SHS Band Students spark inspiration and new tradition


Adam Gruschow

High School Students playing instruments for Wampatuck Students

Jack Nelson, Staff Writer

Squeaks, honks, screeches, and squawks. Contrary to what you might have thought, I’m not describing the sounds animals make moments before death. I’m talking about the noises a parent might hear coming out of their living room when their child plays an instrument for the first time.

Scituate’s 4th graders are given the annual opportunity to join their school’s band program by selecting from an arrangement of musical instruments. For each of them, the start of their young musical career is not pretty, as evidenced by the disturbing sounds that often get parents second-guessing what they got themselves into. As the years of instruction and practice progress, though, this early struggle evolves into beautiful music-making that fuels passion develops a unique skill set, and creates community.

To get these students started on their journey, local music teachers typically tour the elementary schools and introduce the various instruments that are available to students. As you might expect, these demonstrations have a heavy influence on how each 4th grader evaluates their desired instrument: the flute might fascinate one student, while the trumpet has another student hooked. However, this year’s instrument presentations experienced a change that made all the difference.
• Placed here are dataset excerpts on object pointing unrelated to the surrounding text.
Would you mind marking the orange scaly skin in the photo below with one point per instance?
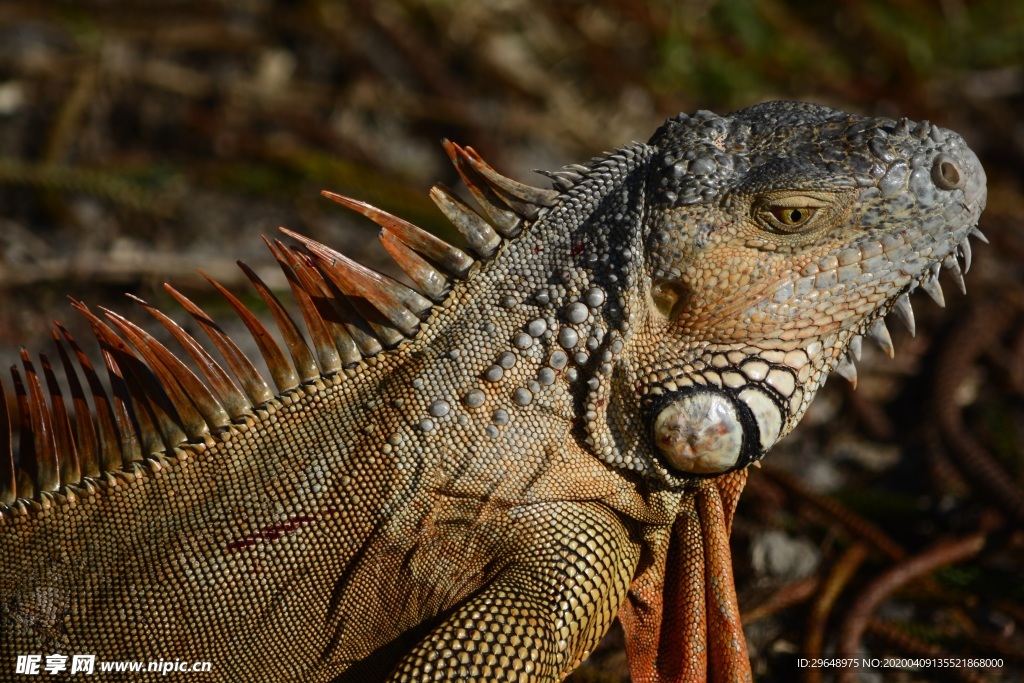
(469, 480)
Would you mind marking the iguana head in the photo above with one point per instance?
(777, 238)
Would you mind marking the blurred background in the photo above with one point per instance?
(140, 140)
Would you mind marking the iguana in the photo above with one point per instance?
(469, 479)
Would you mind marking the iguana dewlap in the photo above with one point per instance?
(471, 478)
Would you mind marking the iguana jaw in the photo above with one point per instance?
(912, 202)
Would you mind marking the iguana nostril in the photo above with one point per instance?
(946, 173)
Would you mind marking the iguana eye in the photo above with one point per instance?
(792, 217)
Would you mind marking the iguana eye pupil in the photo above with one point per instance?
(792, 216)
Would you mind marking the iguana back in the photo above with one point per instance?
(471, 479)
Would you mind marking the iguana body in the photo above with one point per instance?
(560, 441)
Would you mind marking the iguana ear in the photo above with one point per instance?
(681, 617)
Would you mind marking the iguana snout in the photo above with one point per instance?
(772, 254)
On September 11, some of Scituate High School’s finest band students stepped in for the first time to give instrument presentations to the aspiring 4th graders. The group consisted of seniors Aurora Avallone (flute), Megan Logan (saxophone), Shannon Logan (clarinet), Emily McKerrow (trombone), Jack Nelson (trumpet), and Annika Sjostedt (trumpet). Sophomores Sophia Derr (flute) and Henry Sherman (saxophone) were also involved. All of these band students are either current or future section leaders on their respective instruments. The trip was put together by local music teachers Suzanne Dasilva, Adam Gruschow, James Thomas, and Gregory Lessard. Private lesson instructor Bonnie Harlow was also present to talk all about the after-school string instrument options: violin, viola, and cello.
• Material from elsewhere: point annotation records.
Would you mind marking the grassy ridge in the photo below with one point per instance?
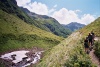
(94, 26)
(15, 34)
(69, 53)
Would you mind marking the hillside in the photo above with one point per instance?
(94, 26)
(73, 26)
(70, 52)
(15, 34)
(50, 24)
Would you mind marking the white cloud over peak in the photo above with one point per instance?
(87, 18)
(37, 7)
(65, 16)
(22, 2)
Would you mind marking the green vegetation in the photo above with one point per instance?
(53, 26)
(16, 34)
(97, 49)
(69, 53)
(94, 26)
(48, 23)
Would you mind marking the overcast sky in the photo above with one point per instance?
(65, 11)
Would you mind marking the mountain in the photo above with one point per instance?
(16, 33)
(94, 26)
(73, 26)
(50, 24)
(70, 52)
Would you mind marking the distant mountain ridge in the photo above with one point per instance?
(49, 23)
(73, 26)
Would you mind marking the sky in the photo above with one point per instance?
(65, 11)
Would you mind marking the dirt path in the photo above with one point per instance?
(93, 57)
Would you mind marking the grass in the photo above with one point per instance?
(94, 26)
(15, 34)
(97, 49)
(69, 53)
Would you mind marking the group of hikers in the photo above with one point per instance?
(88, 42)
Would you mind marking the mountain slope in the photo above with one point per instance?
(15, 34)
(49, 23)
(70, 52)
(73, 26)
(94, 26)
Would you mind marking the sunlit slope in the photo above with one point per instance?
(94, 26)
(68, 53)
(15, 33)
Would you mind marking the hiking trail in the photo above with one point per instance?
(93, 57)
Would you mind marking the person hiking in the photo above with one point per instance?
(93, 36)
(90, 38)
(86, 45)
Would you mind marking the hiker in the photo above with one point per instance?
(93, 36)
(90, 38)
(86, 45)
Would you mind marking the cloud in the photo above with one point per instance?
(22, 2)
(65, 16)
(52, 9)
(87, 18)
(55, 6)
(37, 7)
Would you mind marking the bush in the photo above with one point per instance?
(97, 49)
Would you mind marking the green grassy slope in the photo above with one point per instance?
(70, 52)
(15, 34)
(94, 26)
(48, 23)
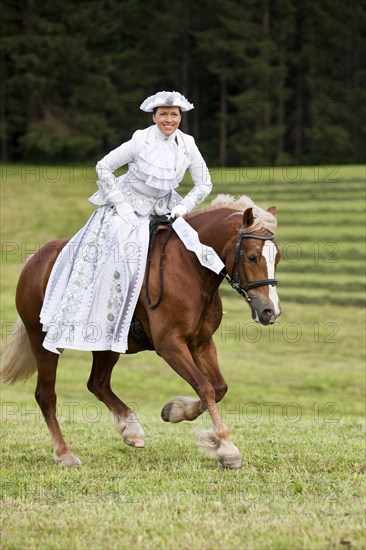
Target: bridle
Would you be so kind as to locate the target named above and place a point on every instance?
(234, 280)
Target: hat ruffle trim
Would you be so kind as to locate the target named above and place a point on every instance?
(166, 99)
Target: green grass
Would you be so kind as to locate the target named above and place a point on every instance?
(295, 405)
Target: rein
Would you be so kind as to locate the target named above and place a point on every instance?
(233, 280)
(239, 261)
(154, 226)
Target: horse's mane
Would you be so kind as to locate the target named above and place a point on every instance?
(262, 218)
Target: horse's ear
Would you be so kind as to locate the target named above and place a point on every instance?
(248, 218)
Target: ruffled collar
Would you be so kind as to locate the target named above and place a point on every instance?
(157, 160)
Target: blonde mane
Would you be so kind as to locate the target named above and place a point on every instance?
(262, 218)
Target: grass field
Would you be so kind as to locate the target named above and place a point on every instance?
(295, 405)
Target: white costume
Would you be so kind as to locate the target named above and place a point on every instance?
(96, 281)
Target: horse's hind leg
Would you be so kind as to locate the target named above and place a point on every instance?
(99, 384)
(46, 399)
(189, 408)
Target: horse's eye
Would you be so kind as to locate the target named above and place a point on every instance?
(252, 259)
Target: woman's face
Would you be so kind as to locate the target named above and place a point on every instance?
(167, 119)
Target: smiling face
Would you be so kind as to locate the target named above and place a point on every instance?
(167, 119)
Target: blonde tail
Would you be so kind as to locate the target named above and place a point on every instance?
(17, 359)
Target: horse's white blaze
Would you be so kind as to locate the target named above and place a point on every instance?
(269, 253)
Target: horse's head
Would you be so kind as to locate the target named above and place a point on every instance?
(255, 261)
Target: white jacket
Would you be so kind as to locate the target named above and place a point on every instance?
(187, 157)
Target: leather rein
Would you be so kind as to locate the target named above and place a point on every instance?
(234, 280)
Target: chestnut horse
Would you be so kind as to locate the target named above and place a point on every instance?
(180, 329)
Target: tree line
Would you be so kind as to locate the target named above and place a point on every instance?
(274, 82)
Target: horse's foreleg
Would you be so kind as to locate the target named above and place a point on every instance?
(216, 441)
(99, 384)
(46, 399)
(188, 408)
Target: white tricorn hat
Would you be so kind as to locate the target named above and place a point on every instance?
(166, 99)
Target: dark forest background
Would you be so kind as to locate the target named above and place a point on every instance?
(274, 82)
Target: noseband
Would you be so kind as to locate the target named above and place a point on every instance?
(234, 280)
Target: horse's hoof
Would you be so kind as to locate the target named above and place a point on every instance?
(135, 442)
(166, 411)
(68, 460)
(230, 462)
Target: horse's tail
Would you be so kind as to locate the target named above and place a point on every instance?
(18, 362)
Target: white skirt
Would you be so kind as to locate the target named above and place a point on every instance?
(95, 284)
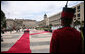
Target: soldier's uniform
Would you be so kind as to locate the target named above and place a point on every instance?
(66, 39)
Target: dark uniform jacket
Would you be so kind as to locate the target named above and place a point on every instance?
(66, 40)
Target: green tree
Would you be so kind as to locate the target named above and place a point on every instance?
(3, 20)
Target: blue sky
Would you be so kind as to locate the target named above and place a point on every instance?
(33, 10)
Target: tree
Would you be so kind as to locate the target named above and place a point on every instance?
(3, 20)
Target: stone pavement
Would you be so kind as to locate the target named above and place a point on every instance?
(39, 43)
(9, 40)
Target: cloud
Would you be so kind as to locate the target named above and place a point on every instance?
(34, 10)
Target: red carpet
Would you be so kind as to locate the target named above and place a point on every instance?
(40, 33)
(21, 46)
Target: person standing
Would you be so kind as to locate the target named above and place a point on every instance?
(66, 39)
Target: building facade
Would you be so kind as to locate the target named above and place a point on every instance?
(21, 23)
(55, 19)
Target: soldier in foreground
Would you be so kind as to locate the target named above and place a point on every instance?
(66, 39)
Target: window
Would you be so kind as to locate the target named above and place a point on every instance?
(78, 7)
(78, 18)
(75, 16)
(78, 15)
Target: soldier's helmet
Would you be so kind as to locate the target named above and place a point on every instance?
(67, 13)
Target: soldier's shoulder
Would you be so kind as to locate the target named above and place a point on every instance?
(57, 30)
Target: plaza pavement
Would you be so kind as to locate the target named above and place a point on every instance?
(39, 43)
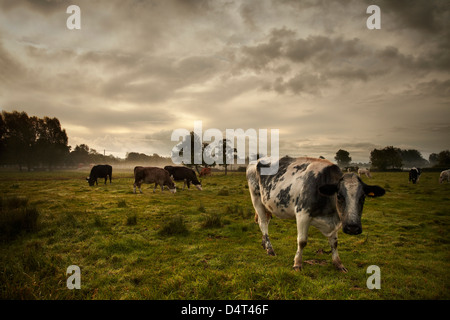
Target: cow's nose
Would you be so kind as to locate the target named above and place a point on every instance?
(352, 229)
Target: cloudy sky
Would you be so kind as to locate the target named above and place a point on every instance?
(137, 70)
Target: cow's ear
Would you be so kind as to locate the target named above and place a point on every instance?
(328, 189)
(373, 191)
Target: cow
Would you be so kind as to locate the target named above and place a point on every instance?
(205, 172)
(314, 192)
(364, 171)
(187, 175)
(155, 175)
(99, 171)
(414, 175)
(444, 175)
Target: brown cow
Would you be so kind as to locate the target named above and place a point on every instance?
(155, 175)
(205, 172)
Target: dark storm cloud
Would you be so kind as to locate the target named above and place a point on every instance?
(39, 6)
(138, 69)
(422, 15)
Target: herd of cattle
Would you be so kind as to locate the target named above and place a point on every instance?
(313, 191)
(158, 176)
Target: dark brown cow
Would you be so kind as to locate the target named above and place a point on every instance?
(205, 172)
(155, 175)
Choosing high school band students to lead the presentations was something that had been in the works before the decision was finally made for the traditional presenters to pass on the baton. Dasilva explained, “Doing it this way has been a dream of mine for a while, and we have a great team of teachers that just kind of all came together and they were all for it. I was glad that we were all on board.”
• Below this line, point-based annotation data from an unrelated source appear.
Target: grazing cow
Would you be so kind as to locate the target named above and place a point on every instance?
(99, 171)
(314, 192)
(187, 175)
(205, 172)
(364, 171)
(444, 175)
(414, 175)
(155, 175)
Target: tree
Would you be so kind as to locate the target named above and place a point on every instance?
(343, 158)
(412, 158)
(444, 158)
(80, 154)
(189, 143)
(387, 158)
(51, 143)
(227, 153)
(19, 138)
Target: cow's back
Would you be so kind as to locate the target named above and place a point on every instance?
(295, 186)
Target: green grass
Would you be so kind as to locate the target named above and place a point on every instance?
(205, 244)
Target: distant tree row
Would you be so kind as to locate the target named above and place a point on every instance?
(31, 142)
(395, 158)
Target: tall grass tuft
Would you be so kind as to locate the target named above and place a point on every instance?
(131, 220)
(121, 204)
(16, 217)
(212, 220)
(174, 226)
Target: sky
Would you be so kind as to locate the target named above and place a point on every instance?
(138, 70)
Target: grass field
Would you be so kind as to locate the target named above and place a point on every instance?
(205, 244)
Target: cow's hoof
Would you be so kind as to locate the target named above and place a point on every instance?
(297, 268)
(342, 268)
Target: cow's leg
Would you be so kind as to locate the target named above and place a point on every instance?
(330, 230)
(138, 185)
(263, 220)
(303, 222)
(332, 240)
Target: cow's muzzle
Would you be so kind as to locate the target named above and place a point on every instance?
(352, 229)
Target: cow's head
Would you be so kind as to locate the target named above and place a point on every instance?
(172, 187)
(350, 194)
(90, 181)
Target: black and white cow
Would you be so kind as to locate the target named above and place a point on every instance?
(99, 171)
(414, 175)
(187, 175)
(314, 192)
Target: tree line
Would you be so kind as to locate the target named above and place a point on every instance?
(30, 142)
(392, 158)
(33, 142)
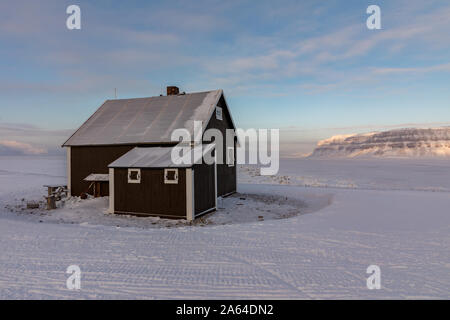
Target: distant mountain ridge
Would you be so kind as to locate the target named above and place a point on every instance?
(409, 142)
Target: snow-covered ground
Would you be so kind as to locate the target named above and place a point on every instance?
(343, 216)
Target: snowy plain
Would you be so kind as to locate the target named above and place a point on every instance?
(351, 214)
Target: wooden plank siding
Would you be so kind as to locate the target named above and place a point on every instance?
(94, 159)
(152, 196)
(204, 186)
(226, 176)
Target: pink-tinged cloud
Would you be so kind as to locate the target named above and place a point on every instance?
(21, 147)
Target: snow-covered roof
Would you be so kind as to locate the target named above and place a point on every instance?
(158, 157)
(97, 177)
(145, 120)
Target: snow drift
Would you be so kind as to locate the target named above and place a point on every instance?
(411, 142)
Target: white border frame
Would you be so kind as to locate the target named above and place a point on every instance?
(139, 175)
(232, 164)
(190, 200)
(167, 181)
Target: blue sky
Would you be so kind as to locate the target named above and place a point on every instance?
(310, 68)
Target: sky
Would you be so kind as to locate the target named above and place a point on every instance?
(309, 68)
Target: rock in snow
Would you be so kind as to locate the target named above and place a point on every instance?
(409, 142)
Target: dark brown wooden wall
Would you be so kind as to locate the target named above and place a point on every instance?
(92, 159)
(226, 176)
(204, 187)
(152, 196)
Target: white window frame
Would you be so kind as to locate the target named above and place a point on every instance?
(138, 180)
(230, 157)
(167, 181)
(219, 113)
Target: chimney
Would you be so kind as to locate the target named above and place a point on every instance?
(172, 90)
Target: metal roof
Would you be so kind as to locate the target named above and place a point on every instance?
(157, 157)
(145, 120)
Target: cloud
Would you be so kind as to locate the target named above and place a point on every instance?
(22, 138)
(12, 147)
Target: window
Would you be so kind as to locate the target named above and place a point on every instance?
(171, 176)
(134, 175)
(219, 113)
(230, 156)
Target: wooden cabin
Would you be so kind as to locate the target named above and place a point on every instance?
(132, 138)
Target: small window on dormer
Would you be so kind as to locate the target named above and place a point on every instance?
(219, 113)
(134, 175)
(171, 176)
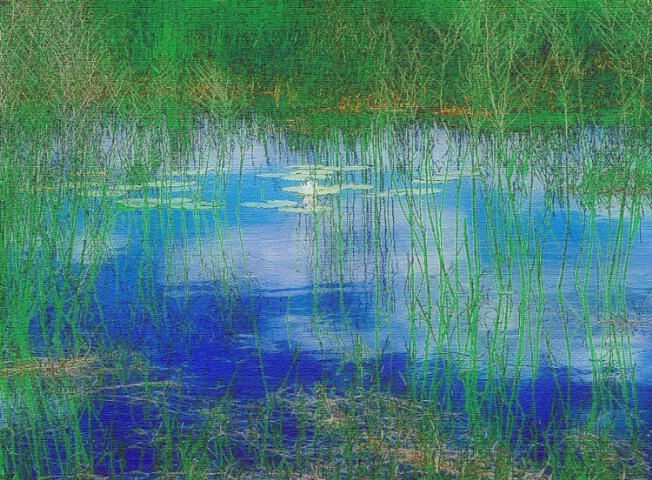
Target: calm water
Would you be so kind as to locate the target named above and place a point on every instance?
(415, 261)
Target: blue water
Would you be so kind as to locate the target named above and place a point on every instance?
(241, 302)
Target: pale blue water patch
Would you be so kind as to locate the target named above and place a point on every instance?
(306, 267)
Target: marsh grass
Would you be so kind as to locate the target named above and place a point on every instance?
(452, 234)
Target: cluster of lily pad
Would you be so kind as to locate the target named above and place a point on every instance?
(309, 189)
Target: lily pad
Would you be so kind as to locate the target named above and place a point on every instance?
(357, 186)
(270, 204)
(307, 209)
(310, 189)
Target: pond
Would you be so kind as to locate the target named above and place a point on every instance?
(394, 303)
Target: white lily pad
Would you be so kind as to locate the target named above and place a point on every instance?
(402, 192)
(307, 209)
(270, 204)
(357, 186)
(311, 189)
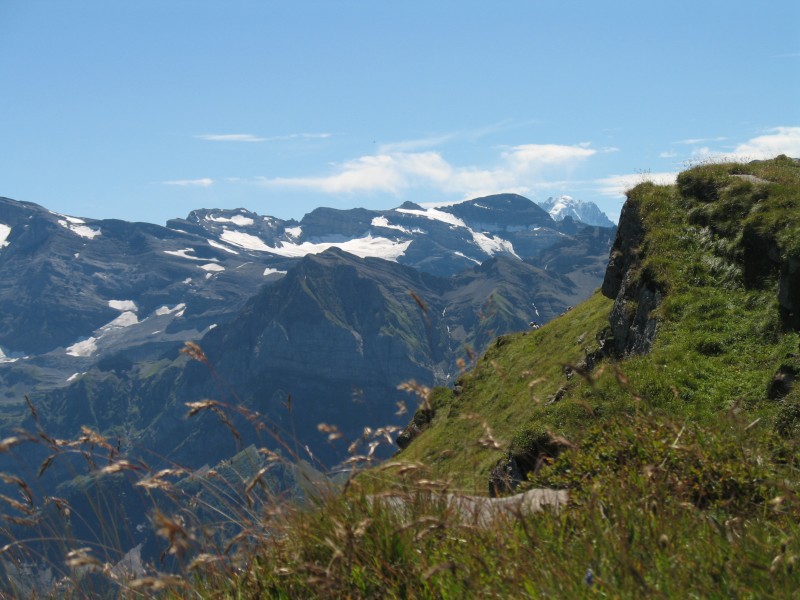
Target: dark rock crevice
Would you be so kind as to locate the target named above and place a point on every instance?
(632, 322)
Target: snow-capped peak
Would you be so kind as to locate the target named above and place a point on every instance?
(579, 210)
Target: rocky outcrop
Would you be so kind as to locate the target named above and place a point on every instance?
(789, 292)
(633, 326)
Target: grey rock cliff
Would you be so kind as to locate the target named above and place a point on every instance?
(632, 324)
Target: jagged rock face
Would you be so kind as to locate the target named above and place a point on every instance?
(631, 320)
(579, 210)
(789, 292)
The main reasoning behind such a change had a lot to do with the values high school band students bring to the table that music teachers can not. Dasilva touched on a sense of relatability: “They can see you in themselves and themselves in you. For teachers, we’re like a lifetime away–I don’t think they can picture themselves quite as adults, but teenagers are something they aspire to be.”

Each demonstration began with the basic assembly of the instrument and then transitioned into songs or exercises the 4th graders might learn in their first few weeks of practice. This meant lots of classic nursery rhymes like “Old Macdonald” and “Mary had a Little Lamb.” Students immediately recognized these classics and sang along.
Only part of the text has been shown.